From today’s writing…
The Bangladeshi rickshaw is a bicycle-powered, poor-man’s chariot.
A rider perches themselves on the narrow seat that requires sitting with the most perfect of postures. The drivers, known as a wallahs, push at the pedals with their skinny legs and pull at the handles with their veined arms to get the creaking contraptions rolling. The chain runs from the bike to the wheels beneath the carriage. There are no gears. Faced with much of an incline, drivers dismount and pull their rickshaw. Lucky for them, Bangladesh is one of the flattest countries in the world.
It’s not uncommon to see families of five on one rickshaw – a Bangladeshi mini-van.
The drivers pedal in the offensive heat and humidity. They pedal through torrential down pours and the flooded streets that result.
Some of them peddle hash or women to tourists, but most of them don’t.

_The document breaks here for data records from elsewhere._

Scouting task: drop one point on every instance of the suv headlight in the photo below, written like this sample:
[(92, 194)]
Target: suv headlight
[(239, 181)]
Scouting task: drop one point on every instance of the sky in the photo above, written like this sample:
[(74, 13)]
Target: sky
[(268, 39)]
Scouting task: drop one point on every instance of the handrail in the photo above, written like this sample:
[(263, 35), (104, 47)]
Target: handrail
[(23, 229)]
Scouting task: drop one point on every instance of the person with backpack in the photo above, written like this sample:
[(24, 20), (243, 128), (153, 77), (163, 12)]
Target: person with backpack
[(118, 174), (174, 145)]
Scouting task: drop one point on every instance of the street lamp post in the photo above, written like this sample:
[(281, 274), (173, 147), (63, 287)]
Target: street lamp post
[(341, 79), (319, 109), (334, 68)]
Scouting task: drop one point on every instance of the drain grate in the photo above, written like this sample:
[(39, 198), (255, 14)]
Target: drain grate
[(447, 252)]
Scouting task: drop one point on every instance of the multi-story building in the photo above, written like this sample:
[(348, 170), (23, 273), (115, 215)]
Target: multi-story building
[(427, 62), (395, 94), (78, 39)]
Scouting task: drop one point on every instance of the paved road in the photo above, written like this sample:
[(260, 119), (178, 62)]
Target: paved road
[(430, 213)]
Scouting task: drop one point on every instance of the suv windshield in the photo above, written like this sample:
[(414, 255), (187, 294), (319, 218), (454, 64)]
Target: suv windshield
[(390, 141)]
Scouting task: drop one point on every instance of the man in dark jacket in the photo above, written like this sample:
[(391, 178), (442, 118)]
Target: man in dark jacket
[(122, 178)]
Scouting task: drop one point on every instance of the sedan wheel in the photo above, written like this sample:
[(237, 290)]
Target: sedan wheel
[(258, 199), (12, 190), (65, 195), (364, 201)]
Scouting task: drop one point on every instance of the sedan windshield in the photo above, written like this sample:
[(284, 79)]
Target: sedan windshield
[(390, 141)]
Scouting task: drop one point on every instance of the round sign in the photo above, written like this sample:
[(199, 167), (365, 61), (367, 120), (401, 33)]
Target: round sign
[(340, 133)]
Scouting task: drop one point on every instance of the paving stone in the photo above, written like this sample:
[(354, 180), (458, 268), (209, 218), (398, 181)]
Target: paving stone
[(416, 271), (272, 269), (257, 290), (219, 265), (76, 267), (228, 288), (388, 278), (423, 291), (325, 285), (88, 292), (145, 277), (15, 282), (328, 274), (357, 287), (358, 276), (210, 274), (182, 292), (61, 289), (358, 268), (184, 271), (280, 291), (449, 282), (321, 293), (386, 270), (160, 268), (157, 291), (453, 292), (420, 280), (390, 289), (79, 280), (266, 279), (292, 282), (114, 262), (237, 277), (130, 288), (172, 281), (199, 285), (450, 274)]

They show pride in their vehicles through the gold tassels and sparkling sequins they affix to the carriages’ canopy and in the paintings on the carriages’ backside.
The streets of Dhaka, the country’s capital, are drab and dusty. The rickshaws and their colorful artwork are a relief to the eye. Their tinkling bells that cut through the motorized chaos are a treat to the ear and, if viewing Dhaka from one of its taller buildings, the most prominent sound that drift to the rooftops.
The Dhaka police estimate that there are 600,000 rickshaws operating in the city.